Farica la miró extrañada y esperó una explicación. De pie, Nasuada tiró al suelo la mitad del vestido que tenía en el regazo.

-Tráeme a Trianna ahora mismo -dijo-. No importa lo que esté haciendo; tráela.

La piel del contorno de ojos de Farica se tensó, pero hizo una reverencia y dijo:

-Como desees, señora.

Salió por la puerta oculta de los sirvientes.

-Gracias -susurró Nasuada en la habitación vacía.

Entendía las reticencias de su doncella; también ella se sentía incómoda cuando tenía que relacionarse con los conocedores de la magia. Sin duda, sólo se fiaba de Eragon porque era un Jinete -aunque eso no garantizaba la virtud, tal como había demostrado Galbatorix- y por su juramento de lealtad, que Nasuada sabía que no iba a incumplir jamás. La idea de que una persona aparentemente normal pudiera matar con una palabra, invadir tu mente a voluntad, hacer trampas, mentir y robar sin ser visto y, en general, desafiar a la sociedad impunemente…

Se le aceleró el corazón. ¿Cómo se reforzaba la ley cuando una parte de la población poseía poderes especiales? En su nivel más básico, la guerra de los vardenos contra el Imperio no era más que un intento de llevar ante la justicia a un hombre que había abusado de sus capacidades mágicas y evitar que siguiera cometiendo crímenes. «Tanto dolor y tanta destrucción porque nadie tuvo la fuerza suficiente para derrotar a Galbatorix. ¡Y ni siquiera se va a morir por el mero paso de los años!»

Aunque le desagradaba la magia, sabía que tendría un papel importante a la hora de acabar con Galbatorix y que no podía permitirse alejar a quienes la practicaban hasta que se hubiera garantizado la victoria. Después de eso, tenía la intención de resolver el problema que le creaban.

Una llamada descarada a la puerta de la habitación interrumpió sus pensamientos.

Nasuada fijó en el rostro una sonrisa y protegió su mente tal como le habían enseñado. -¡Adelante!

Era importante que pareciera educada tras convocar a Trianna con tanta rudeza.

La puerta se abrió de golpe y la bruja morena entró a grandes zancadas con sus rizos alborotados, evidentemente recogidos con prisa en lo alto de la cabeza. Parecía que acabaran de sacarla de la cama. Hizo una reverencia al estilo de los enanos y dijo: -¿Has preguntado por mí, señora?

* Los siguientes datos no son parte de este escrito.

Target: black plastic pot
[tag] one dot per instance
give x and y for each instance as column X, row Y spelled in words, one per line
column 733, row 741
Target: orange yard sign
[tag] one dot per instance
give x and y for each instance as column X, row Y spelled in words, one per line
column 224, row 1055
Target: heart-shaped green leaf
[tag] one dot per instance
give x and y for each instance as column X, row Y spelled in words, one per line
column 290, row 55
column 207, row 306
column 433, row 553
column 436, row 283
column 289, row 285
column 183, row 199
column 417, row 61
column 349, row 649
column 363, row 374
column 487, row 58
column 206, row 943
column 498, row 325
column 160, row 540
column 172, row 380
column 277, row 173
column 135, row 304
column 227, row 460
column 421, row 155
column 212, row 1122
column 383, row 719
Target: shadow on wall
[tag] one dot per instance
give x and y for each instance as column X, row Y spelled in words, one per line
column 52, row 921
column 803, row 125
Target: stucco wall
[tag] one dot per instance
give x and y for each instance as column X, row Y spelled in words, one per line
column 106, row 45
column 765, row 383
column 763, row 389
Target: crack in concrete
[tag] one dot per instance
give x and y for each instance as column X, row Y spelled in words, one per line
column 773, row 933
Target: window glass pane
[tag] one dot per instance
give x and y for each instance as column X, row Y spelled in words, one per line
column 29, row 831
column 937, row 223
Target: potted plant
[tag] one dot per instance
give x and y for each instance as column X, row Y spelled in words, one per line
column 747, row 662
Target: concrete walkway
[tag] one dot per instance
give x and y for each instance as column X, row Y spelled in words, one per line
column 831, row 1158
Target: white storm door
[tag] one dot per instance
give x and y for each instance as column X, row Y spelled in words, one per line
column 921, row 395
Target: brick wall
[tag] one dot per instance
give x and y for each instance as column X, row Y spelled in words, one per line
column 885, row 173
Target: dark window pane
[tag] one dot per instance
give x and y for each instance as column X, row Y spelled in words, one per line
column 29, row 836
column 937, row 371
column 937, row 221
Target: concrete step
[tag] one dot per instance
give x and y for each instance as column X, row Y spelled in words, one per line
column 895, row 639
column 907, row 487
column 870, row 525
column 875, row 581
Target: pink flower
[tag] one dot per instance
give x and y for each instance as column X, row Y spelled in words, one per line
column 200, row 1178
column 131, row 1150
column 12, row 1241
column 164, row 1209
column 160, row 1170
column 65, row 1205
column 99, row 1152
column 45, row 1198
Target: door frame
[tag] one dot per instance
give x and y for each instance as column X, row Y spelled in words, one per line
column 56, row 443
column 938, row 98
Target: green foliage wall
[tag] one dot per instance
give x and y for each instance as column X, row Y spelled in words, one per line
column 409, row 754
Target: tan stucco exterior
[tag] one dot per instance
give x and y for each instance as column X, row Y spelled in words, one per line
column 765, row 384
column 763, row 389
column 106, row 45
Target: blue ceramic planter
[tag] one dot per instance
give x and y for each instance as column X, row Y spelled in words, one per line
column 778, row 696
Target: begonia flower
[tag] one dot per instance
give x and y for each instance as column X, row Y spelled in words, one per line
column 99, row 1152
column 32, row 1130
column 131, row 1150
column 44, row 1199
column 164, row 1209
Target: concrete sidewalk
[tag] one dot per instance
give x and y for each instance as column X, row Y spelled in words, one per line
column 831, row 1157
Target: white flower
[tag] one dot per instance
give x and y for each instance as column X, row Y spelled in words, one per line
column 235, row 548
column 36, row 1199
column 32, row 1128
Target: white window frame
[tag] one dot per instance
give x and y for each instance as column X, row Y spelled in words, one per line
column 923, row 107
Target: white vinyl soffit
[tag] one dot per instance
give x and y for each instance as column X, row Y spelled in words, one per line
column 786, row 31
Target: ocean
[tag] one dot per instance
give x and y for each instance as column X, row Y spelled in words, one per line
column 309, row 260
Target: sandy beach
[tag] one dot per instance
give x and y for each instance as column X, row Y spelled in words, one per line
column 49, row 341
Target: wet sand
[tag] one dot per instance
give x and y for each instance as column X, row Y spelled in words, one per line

-Sí. -Nasuada se dejó caer en una silla y repasó lentamente a Trianna con la mirada. La bruja alzó la barbilla ante el examen de Nasuada-. Necesito saber una cosa: ¿cuál es la regla más importante de la magia?

Trianna frunció el ceño.

-Que, hagas lo que hagas con ella, requiere la misma energía que hacer lo contrario. -¿Y lo que puedes llegar a hacer está limitado por tu ingenio y por tu conocimiento del idioma antiguo?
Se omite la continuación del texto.